Solving Oscillation Problem in Post-Training Quantization Through a Theoretical Perspective
Paper address: https://arxiv.org/pdf/2303.11906.pdf
Project address: https://github.com/bytedance/MRECG
foreword
Post-training quantization (PTQ) is widely considered to be one of the most effective compression methods in practice due to its data privacy and low computational cost
The author argues that the oscillation problem is neglected in the PTQ method
In this paper, the author actively explores and presents a theoretical proof to explain why such questions are common in PTQ
The authors then attempt to address this question by introducing a principled, generalized theoretical framework
Oscillations in PTQ are first formulated and the problem is shown to be caused by differences in module capacities
To this end, the module capacity (ModCap) for data-dependent and data-free cases is defined, where the difference between adjacent modules is used to measure the degree of oscillation
The problem is then solved by selecting Top-k differences, where the corresponding modules are jointly optimized and quantized
Extensive experiments show that our approach successfully reduces performance degradation and generalizes to different neural network and PTQ methods
For 2/4-bit ResNet-50 quantization, our method outperforms the previous state-of-the-art by 1.9%
Becomes more important in small model quantization, e.g. 6.61% higher than BRECQ method on MobileNetV2×0.5
Introduction
Deep neural network (DNN) has rapidly become a research hotspot in recent years and has been applied in various scenarios in practice
However, with the development of DNNs, better model performance is usually associated with huge resource consumption of deeper and wider networks
At the same time, the research field of neural network compression and acceleration aimed at deploying models in resource-constrained scenarios is gradually gaining more and more attention.
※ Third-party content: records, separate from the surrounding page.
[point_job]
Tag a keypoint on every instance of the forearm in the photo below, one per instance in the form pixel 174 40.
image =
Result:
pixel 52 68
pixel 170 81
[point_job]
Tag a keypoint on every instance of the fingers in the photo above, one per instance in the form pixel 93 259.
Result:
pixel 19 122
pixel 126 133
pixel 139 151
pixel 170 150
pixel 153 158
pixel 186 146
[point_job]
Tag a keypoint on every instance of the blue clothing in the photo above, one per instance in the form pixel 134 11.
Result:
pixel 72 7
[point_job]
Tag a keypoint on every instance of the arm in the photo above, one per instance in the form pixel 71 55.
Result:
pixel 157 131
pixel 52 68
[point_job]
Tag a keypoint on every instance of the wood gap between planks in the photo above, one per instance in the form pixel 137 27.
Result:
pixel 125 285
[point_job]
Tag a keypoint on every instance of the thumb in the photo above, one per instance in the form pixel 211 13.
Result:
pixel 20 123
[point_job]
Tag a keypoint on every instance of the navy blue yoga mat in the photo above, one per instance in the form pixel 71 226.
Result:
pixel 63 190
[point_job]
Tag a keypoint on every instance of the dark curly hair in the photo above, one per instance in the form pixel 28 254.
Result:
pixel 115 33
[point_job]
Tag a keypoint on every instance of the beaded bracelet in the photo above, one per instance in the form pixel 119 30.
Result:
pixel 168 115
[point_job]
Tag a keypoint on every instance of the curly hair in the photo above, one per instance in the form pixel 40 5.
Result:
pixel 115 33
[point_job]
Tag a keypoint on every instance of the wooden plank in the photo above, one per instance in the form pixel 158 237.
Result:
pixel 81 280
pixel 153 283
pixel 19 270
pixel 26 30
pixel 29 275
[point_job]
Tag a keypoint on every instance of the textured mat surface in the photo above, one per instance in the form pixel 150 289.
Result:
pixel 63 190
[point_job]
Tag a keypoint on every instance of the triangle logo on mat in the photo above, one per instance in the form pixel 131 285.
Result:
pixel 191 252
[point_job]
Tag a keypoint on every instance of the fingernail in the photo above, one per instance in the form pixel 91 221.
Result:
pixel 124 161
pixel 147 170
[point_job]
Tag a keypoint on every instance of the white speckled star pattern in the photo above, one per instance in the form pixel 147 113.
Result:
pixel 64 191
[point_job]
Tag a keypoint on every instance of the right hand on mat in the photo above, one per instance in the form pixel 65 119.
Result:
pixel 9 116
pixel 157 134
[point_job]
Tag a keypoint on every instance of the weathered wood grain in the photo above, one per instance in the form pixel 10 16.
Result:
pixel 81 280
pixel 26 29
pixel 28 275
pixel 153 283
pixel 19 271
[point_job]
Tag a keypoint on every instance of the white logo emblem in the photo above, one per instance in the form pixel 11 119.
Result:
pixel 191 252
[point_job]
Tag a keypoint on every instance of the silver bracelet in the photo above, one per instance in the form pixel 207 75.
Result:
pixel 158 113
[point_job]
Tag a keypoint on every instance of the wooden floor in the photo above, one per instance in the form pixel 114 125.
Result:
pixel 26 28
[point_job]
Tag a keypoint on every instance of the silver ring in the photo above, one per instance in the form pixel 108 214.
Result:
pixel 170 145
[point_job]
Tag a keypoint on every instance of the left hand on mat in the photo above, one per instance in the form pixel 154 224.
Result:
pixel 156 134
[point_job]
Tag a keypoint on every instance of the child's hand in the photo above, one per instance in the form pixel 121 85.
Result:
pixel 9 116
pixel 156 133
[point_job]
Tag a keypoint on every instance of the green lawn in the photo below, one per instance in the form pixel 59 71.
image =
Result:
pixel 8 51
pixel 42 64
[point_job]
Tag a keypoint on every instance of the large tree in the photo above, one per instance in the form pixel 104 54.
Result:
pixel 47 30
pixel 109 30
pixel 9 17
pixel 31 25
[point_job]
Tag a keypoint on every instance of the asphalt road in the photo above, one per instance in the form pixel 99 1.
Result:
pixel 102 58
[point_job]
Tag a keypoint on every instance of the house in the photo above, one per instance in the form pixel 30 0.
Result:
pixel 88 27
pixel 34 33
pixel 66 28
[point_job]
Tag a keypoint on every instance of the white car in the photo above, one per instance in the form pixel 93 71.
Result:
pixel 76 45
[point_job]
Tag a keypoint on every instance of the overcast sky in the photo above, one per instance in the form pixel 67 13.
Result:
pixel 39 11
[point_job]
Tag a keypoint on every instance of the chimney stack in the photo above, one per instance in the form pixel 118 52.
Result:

including but not limited to neural architecture search, network pruning and quantization
Among these methods, quantization proposes to convert floating-point network activations and weights to low-bit fixed-point, which can speed up inference or training with little performance degradation.
Generally, quantization methods are divided into quantization-aware training (QAT) and post-training quantization (PTQ)
The former reduces quantization error by quantizing fine-tuning
Despite remarkable results, massive data requirements and high computational costs hinder the widespread deployment of DNNs, especially on resource-constrained devices
Therefore, PTQ is proposed to solve the above problem, which requires only little or zero calibration data for model reconstruction
Since there is no iterative process of quantization training, the PTQ algorithm is very efficient, and quantized models can be obtained and deployed usually within minutes
However, this efficiency often comes at the expense of accuracy
PTQ often performs worse than full-precision models trained without quantization, especially in low-bit compact model quantization
Nagel et al. construct a new optimization function by second-order Taylor expansion of the loss function before and after quantization, which introduces soft quantization with learnable parameters to achieve adaptive weight rounding
Li et al. changed layer-by-layer to block-by-block reconstruction and used the diagonal Fisher matrix to approximate the Hessian matrix to preserve more information
Wei et al. found that randomly disabling some elements of activation quantization smoothes the loss of quantized weights
During reconstruction, the authors observe that all the above methods exhibit varying degrees of oscillation as layers or blocks deepen
According to the authors, this question is critical and has been neglected in previous PTQ approaches
In this paper, 3 questions about the oscillatory problem are answered through rigorous mathematical definitions and proofs
- Why does PTQ oscillate?
- How will the oscillation affect the final performance?
- How to solve the oscillation problem in PTQ?
The contributions of this paper are as follows:
For the first time, the problem of oscillations in PTQ is revealed, which was neglected in previous algorithms. And found that in the optimization of PTQ, eliminating this oscillation is crucial.
It is theoretically shown that such oscillations are caused by differences in the capabilities of neighboring modules. A small module capacity will exacerbate the cumulative effect of quantization error, causing the loss to increase rapidly, while a large module capacity will reduce the cumulative quantization error and reduce the loss.
A novel hybrid reconstruction granularity (MRECG) method is proposed, which utilizes loss metrics and module capacity to optimize hybrid reconstruction fine-grained in data-dependent and data-free scenarios. The former finds the global optimum with moderately high overhead and thus has the best performance. The latter is more efficient, with a slight decrease in performance.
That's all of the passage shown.